Poema de Fernán González

Poema de Fernán González
Poem of Fernán González

First page of the manuscript
Also known as Cantar de Fernán González
Lay of Fernán González
Author(s) unknown
Language Old Spanish
Date 1250–66
Manuscript(s) Biblioteca de El Escorial, IV-B-21 (unique)
Genre epic poetry
Verse form cuaderna vía
Length 3048 verses in 762 strophes

The Poema de Fernán González is a Castilian epic poem, specifically, a cantar de gesta of the Mester de Clerecía. Composed in a metre called the cuaderna vía, it narrates the deeds of the historical Count of Castile, Fernán González. It was written between 1250 and 1266 by a monk of San Pedro de Arlanza. In 1960 a fourteenth-century Arab roofing tile was discovered in Merindad de Sotoscueva north of Burgos that had some verses of the poem scrawled on it in Old Spanish. It is the oldest copy of (a part of) the work.

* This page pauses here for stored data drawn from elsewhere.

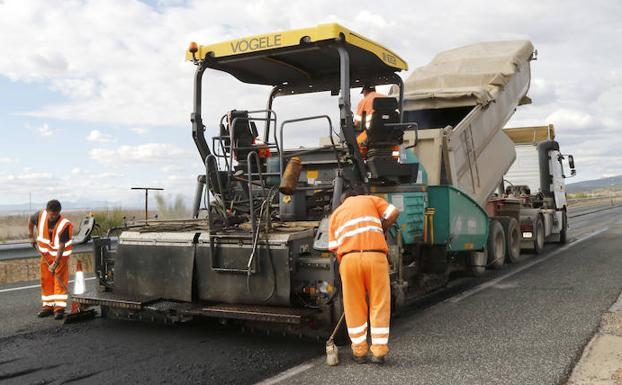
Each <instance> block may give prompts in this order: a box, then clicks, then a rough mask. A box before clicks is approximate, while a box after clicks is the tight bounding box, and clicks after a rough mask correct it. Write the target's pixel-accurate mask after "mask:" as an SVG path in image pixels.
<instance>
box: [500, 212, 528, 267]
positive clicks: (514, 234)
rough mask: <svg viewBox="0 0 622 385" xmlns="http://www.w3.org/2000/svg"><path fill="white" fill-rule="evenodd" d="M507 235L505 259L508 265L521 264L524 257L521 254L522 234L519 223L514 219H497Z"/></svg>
mask: <svg viewBox="0 0 622 385" xmlns="http://www.w3.org/2000/svg"><path fill="white" fill-rule="evenodd" d="M497 219H498V220H499V222H500V223H501V226H503V232H504V233H505V259H506V261H507V262H508V263H519V262H521V261H522V260H523V259H524V257H522V256H521V254H520V241H521V233H520V229H519V228H518V221H517V220H516V219H515V218H512V217H498V218H497Z"/></svg>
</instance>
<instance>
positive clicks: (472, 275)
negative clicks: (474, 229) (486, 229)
mask: <svg viewBox="0 0 622 385" xmlns="http://www.w3.org/2000/svg"><path fill="white" fill-rule="evenodd" d="M467 259H468V260H467V264H468V266H467V267H468V272H469V273H470V274H471V275H472V276H473V277H479V276H480V275H482V274H484V273H485V272H486V263H487V262H488V253H487V252H486V250H485V249H484V251H471V252H469V254H468V256H467Z"/></svg>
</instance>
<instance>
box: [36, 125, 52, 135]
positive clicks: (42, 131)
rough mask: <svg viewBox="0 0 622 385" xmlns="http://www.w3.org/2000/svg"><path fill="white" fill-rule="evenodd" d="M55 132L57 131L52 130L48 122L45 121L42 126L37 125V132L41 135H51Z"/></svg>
mask: <svg viewBox="0 0 622 385" xmlns="http://www.w3.org/2000/svg"><path fill="white" fill-rule="evenodd" d="M54 132H55V131H54V130H52V129H51V128H50V126H48V124H47V123H43V124H42V125H41V126H39V127H37V133H38V134H39V135H40V136H44V137H49V136H52V135H54Z"/></svg>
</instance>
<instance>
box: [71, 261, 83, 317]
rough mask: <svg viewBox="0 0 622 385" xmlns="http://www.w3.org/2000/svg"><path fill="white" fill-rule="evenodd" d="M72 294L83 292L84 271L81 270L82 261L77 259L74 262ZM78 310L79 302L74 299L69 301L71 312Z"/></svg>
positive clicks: (74, 311)
mask: <svg viewBox="0 0 622 385" xmlns="http://www.w3.org/2000/svg"><path fill="white" fill-rule="evenodd" d="M73 294H84V273H83V272H82V261H78V263H77V264H76V275H75V279H74V283H73ZM80 310H81V309H80V304H79V303H77V302H76V301H71V313H78V312H79V311H80Z"/></svg>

The poem reiterates the campaigns of Fernán González against the Moors, his wars against the Kingdom of Navarre, his debates with the King of León, and his protection of San Pedro de Arlanza, where he was eventually buried. Fernán's ability to keep Castile out of the reach of the Moors, however, is most heavily stressed. The poem is designed to present Fernán as the legitimate ruler of all Spain and thus justify Castilian supremacy in the poet's own day. The opening lines express the poet's own desire:

En el nonbre del Padre
que fizo toda cosa,
el que quiso nasçer
de la Virgen preçiossa,
del Spiritu Santo que es
ygual de la espossa,
del conde de Castilla quiero
façer vna prossa.

 

In the name of the Father
who made everything,
[of] he who wished to be born
of the precious Virgin,
[and] of the Holy Ghost who is
equal those already mentioned,
about the count of Castile I wish
to make prosody.

Despite this strong ideological bent, the author was not well aware of the historical details. Very little about Fernán González has been conserved in writing and most of the stories about him were transmitted orally, developing into legend in the process. The Poema itself is conserved in only one fifteenth-century manuscript, where the mentality and language of the work attest to its thirteenth-century origins.